Enjoying a handful of nuts every day can reduce your risk of developing cardiovascular disease by more than 20% and coronary heart disease by nearly 30% [1]. And if you have heart disease, eating nuts can reduce your risk of dying from it [1].
Regularly eating nuts can also significantly reduce total cholesterol, LDL (bad) cholesterol and improve the ratio of bad to good cholesterol, which are all risk factors for heart disease [2].
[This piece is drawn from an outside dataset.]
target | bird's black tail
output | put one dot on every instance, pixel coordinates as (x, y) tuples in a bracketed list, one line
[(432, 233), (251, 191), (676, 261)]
How do nuts support heart health?

  • Nuts have a high proportion of healthy, mono- and polyunsaturated fats, and lower unhealthy saturated fats. A diet high in saturated and trans-fat is associated with higher cholesterol levels [3].
  • Nuts contain phytosterols, which help reduce cholesterol in the blood by reducing the amount that the body absorbs, and removing it from the body instead [4, 5].
  • Arginine, an essential amino acid, helps blood vessels remain flexible and prevent blood clots [6]. 
  • Vitamin E, riboflavin, selenium, manganese, copper, zinc and polyphenols are all found in nuts. These act as antioxidants, which help protect your body’s cells from damage caused by oxidation [7-9]. 
  • The fibre and soluble fibre found in nuts helps reduce blood cholesterol by lowering cholesterol re-absorption from the intestine [10].

Many studies have investigated how many nuts you should eat, with the majority suggesting that 30g (about one handful) of nuts 2-5 times a week will support heart health.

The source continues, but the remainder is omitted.